A California judge has sent Jay-Z and his producer Timbaland to court for sampling Abdel Halim Hafez's “Khosara Khosara” in their song “Big Pimpin”, allegedly without the proper licenses, The Guardian reports.
The plaintiff, Ossama Ahmed Fahmy, who claims to be the heir to Baligh Hamdy, Hafez's producer, is suing the two artists for sublicensing the song from the record label EMI Arabia, which Fahmy argues was not authorized to make such a deal.
The case leveled against the Jay-Z and Timbaland also focuses on what the plaintiff argues is a vulgar perversion of Hafez's original song, which to many represents the golden age of Egyptian culture, as it was originally sung in the 1960 movie “Fata Ahlami”.
The opening of Jay-Z's song “Big Pimpin'” bears a striking, almost identical resemblance to the opening of Hafez's “Khosara Khosara”, except that Jay-Z's music video is laden with girls sipping drinks in bikinis on a yacht.
“They used it with a song that even by Jay-Z’s own admission is very vulgar and base,” Fahmy’s lawyer, Keith Wesley, told The Guardian. “That’s really why this is so significant to my client. They not only took music without paying. They’re using it in a song that is, frankly, disgusting.”

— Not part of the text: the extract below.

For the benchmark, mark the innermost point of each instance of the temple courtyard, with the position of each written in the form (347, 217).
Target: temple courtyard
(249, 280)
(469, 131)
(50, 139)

While borrowing and building off of old concepts is new, some argue that in this case, Western artists are taking advantage of the lack of strong copyright law in the Middle East for new material.
Ted Swedenburg, a professor of anthropology at the University of Arkansas, says in this case, Jay-Z was “escaping the punishing and very expensive regime of sampling in the West, so exploiting the apparent absence of copyright on an Abdel Halim song.”
Jay-Z's song, however, is not the only example of sampling from Middle Eastern music. Madonna sampled from Lebanese singer Fairouz's music in her album “Erotica”.